Jian-Bo Xu1, Bin Jiang1, Ya Chen1, Fu-Zhen Qi1, Jian-Huai Zhang1 and Hang Yuan2

1Department of Hepatobiliary Surgery, Huai’an First People’s Hospital, Nanjing Medical University, Nanjing, China

2Department of Coloproctologic Surgery, Zhejiang Provincial People’s Hospital, Hangzhou, China

Correspondence to:

Hang Yuan, email: yuanhang1981@126.com

Keywords: pancreatic cancer, surgery resection, adjuvant chemotherapy, toxic effect, network meta-analysis

Received: January 09, 2017     Accepted: June 19, 2017     Published: July 07, 2017

ABSTRACT

Adjuvant chemotherapy improves survival in patients with resected pancreatic cancer but the optimal regimen remains unclear. We aim to compare all possible adjuvant chemotherapy in terms of overall survival and toxic effects. Pubmed, Trial registries and Cochrane library databases for randomized controlled trials were searched until November 2016. Thirteen trials were included for network analysis and the hazard ratios (HRs) for survival and odds ratios for toxic effects were assessed via Aggregate Data Drug Information System software. Only S-1 chemotherapy improved 1-year, 3-year and 5-year survival compared with observation (HR (95% CI): 3.94 (1.18–12.34); 4.08 (1.58–8.24) and 5.09 (1.16–29.83) respectively). Although not significant, gemcitabine plus uracil/tegafur was associated with poorer 1-year and 3-year survival compared with observation (HR (95% CI): 0.85 (0.16–4.03) and 0.86 (0.23–2.95)). Adding radiation to chemotherapy has no significant improvement in survival. S-1 and gemcitabine plus capecitabine are currently the most effective adjuvant therapies for pancreatic cancer. While S1 has only been validated in Asian people, higher toxicity is an issue for gemcitabine plus capecitabine.


INTRODUCTION

Pancreatic cancer is the fourth leading cause of cancer-related death with a 5-year survival rate of less than 7% [1]. Despite the continuous progress and development of surgery, prognosis has hardly improved due to the high propensity of tumor relapse [2, 3]. Adjuvant treatment has been advocated to decrease tumor recurrence and prolong overall survival (OS) after surgery resection. Several major adjuvant treatments including pre-operative chemotherapy (neoadjuvant chemotherapy), chemotherapy, chemoradiation (CRT) and chemotherapy plus chemoradiation have been used for more than thirty years.

As compare to post-operative chemotherapy, neoadjuvant chemotherapy is not affected by surgery-related complications and has potential advantages to improve rates of R0 resection, but randomized trials did not show a significant benefit [4, 5]. Previous studies involving CRT showed no survival benefit following pancreatic resection but increased adverse effects [68]. Mounting evidence shows that adjuvant chemotherapy can improve overall OS and relapse-free survival (RFS) in postoperative patients with pancreatic cancer. However, various chemotherapy regimens exist and the outcomes of these regimens remain controversial.
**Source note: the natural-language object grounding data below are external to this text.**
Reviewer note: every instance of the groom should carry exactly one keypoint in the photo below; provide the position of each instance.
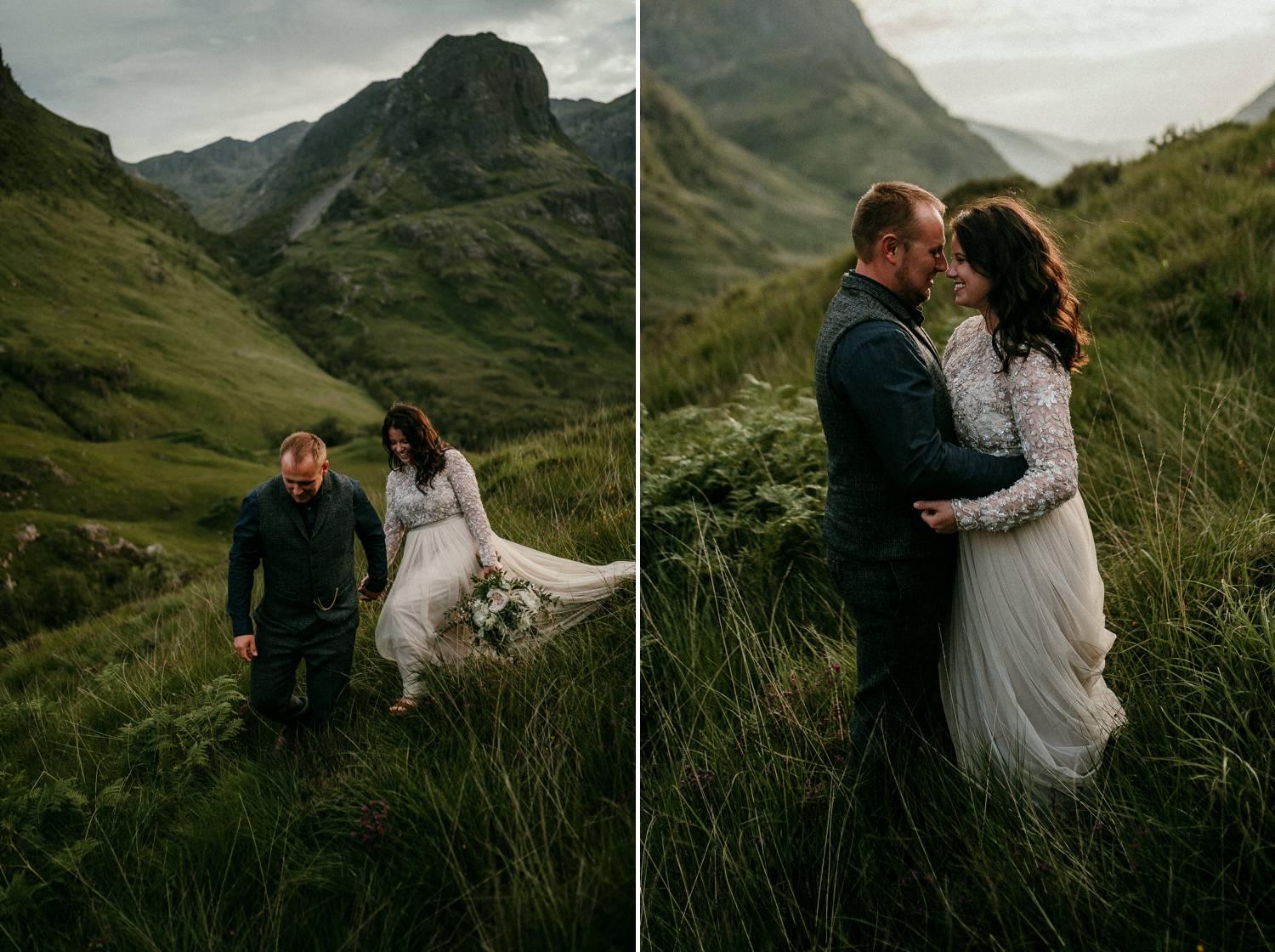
(887, 420)
(301, 526)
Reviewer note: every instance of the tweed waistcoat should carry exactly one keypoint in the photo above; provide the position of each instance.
(869, 515)
(309, 576)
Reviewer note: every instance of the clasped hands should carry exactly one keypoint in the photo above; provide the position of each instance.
(938, 515)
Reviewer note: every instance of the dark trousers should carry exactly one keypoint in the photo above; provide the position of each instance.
(328, 651)
(899, 613)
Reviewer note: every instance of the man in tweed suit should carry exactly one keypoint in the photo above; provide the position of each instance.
(887, 420)
(300, 526)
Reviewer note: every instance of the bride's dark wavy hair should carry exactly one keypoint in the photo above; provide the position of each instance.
(428, 446)
(1030, 296)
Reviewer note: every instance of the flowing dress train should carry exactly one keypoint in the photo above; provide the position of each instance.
(1022, 679)
(445, 538)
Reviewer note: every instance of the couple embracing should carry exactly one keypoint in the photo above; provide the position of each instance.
(300, 526)
(954, 528)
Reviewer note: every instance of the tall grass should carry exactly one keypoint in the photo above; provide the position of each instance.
(759, 830)
(140, 813)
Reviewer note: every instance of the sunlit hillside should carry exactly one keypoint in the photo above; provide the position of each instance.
(757, 830)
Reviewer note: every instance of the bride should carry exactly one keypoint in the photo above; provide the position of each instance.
(1022, 678)
(434, 513)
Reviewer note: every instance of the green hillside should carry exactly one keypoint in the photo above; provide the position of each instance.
(440, 239)
(1145, 237)
(805, 84)
(714, 214)
(757, 829)
(143, 813)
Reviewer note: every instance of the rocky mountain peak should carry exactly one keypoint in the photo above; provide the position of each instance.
(479, 94)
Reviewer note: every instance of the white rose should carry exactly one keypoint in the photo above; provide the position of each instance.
(528, 598)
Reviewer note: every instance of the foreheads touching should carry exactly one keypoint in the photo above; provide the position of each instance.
(894, 214)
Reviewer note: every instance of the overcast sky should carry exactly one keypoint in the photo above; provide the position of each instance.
(161, 76)
(1102, 71)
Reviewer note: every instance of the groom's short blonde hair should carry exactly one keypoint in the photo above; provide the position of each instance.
(301, 445)
(889, 207)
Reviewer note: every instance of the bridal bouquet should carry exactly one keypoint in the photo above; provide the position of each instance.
(500, 609)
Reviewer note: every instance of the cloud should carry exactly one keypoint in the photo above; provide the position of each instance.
(1091, 69)
(160, 76)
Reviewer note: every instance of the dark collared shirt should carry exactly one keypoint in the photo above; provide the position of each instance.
(876, 370)
(246, 552)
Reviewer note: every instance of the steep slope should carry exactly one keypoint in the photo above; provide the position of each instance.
(216, 180)
(604, 130)
(714, 214)
(805, 84)
(138, 380)
(1173, 252)
(119, 323)
(439, 239)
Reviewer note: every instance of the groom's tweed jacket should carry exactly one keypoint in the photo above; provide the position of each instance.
(308, 575)
(887, 420)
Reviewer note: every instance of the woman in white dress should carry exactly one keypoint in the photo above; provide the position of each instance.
(434, 513)
(1022, 678)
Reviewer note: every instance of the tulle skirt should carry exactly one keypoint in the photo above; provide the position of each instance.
(1022, 678)
(434, 572)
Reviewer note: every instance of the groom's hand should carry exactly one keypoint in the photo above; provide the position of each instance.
(938, 515)
(245, 646)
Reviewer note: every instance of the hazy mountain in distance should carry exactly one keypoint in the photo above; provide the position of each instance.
(117, 321)
(714, 214)
(439, 239)
(214, 178)
(1259, 109)
(803, 83)
(1046, 158)
(606, 130)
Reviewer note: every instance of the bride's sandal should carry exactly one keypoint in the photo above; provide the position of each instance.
(405, 705)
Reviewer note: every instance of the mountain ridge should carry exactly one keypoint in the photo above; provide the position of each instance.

Gastrointestinal Tumor Study Group (GITSG) firstly indicated a statistically significant improvement in survival with fluorouracil plus CRT [9]. Median survival time in fluorouracil plus CRT group was 20 months vs 11 months in the control group. The European Study Group for Pancreatic Cancer (ESPAC) [6] performed a 2 × 2 factorial trial to compare observation, CRT, fluorouracil, and CRT plus fluorouracil. As compared to no chemotherapy group, chemotherapy group demonstrated a significant survival advantage with median survival time of 19.7 months vs 14.0 months and hazard ratio (HR) for death of 0.66 (95% confidence interval (95% CI) 0·52–0·83). In the Charite Onkologie (CONKO)-001 trial [10, 11], patients were randomized to adjuvant gemcitabine or observation. The promising results suggested that adjuvant gemcitabine could increase OS as well as RFS. ESPAC-3 trial [12], a large multicenter controlled trial, included 1088 postoperative patients with pancreatic cancer that randomly assigned to gemcitabine (n = 537) or fluorouracil (n = 551). There was no significant difference in OS and RFS between two groups with HR 0.94 (95% CI: 0.81–1.08) and 0.96 (95% CI: 0.84–1.10).
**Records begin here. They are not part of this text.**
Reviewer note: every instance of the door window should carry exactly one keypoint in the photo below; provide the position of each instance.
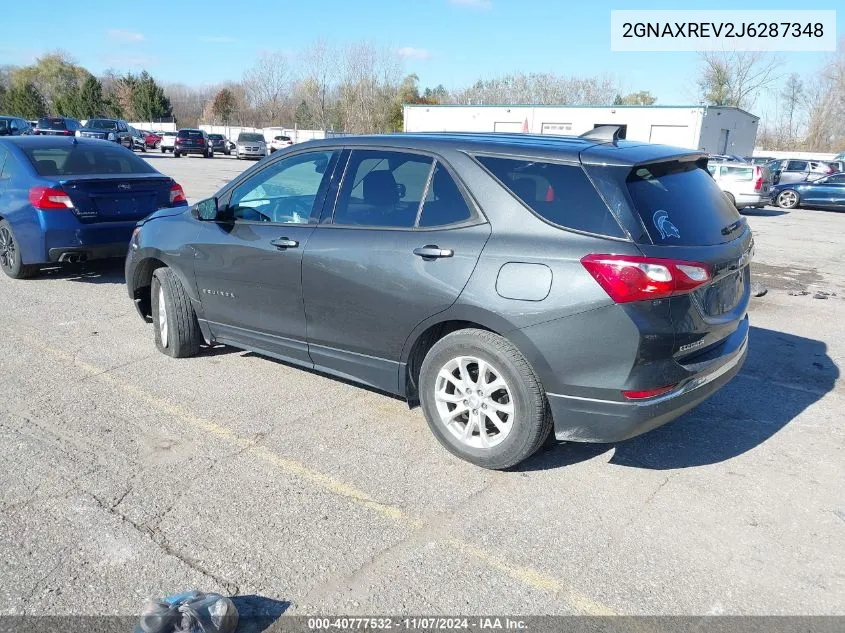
(383, 189)
(285, 192)
(444, 203)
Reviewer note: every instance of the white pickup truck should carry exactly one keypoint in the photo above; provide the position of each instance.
(168, 141)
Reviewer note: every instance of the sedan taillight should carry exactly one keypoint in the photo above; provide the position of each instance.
(628, 278)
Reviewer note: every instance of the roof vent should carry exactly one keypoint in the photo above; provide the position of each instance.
(606, 133)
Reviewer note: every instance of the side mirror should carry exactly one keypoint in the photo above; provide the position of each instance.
(206, 209)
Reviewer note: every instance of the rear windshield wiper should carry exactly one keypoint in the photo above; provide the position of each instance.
(730, 228)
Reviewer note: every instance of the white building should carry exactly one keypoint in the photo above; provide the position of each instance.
(714, 129)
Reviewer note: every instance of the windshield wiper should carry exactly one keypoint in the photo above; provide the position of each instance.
(730, 228)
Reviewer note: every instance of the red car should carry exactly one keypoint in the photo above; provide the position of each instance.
(151, 139)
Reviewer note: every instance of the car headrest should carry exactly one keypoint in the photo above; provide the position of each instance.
(380, 189)
(47, 167)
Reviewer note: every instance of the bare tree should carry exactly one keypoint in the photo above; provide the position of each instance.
(268, 85)
(735, 78)
(320, 77)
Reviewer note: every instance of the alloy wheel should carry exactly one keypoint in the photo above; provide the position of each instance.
(162, 317)
(474, 402)
(8, 254)
(787, 199)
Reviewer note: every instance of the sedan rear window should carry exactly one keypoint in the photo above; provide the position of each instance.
(51, 124)
(248, 137)
(558, 193)
(101, 124)
(85, 160)
(681, 205)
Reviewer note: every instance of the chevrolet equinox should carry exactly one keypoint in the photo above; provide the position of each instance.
(508, 284)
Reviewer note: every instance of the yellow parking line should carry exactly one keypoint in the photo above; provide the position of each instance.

Traditional meta-analysis is unable to assess the effect of more than two chemotherapeutic drugs. In 2013, a network meta-analysis [13] was conducted to solve this problem with indirect comparison via a common comparator when no head-to-head trial existed and combined the direct and indirect comparisons [14, 15]. But this analysis neglected the RFS in patients who undergone surgery resection and previous analytical results now need to be updated as some novel chemotherapy regimens especially S1 and capecitabine have been published in recent years.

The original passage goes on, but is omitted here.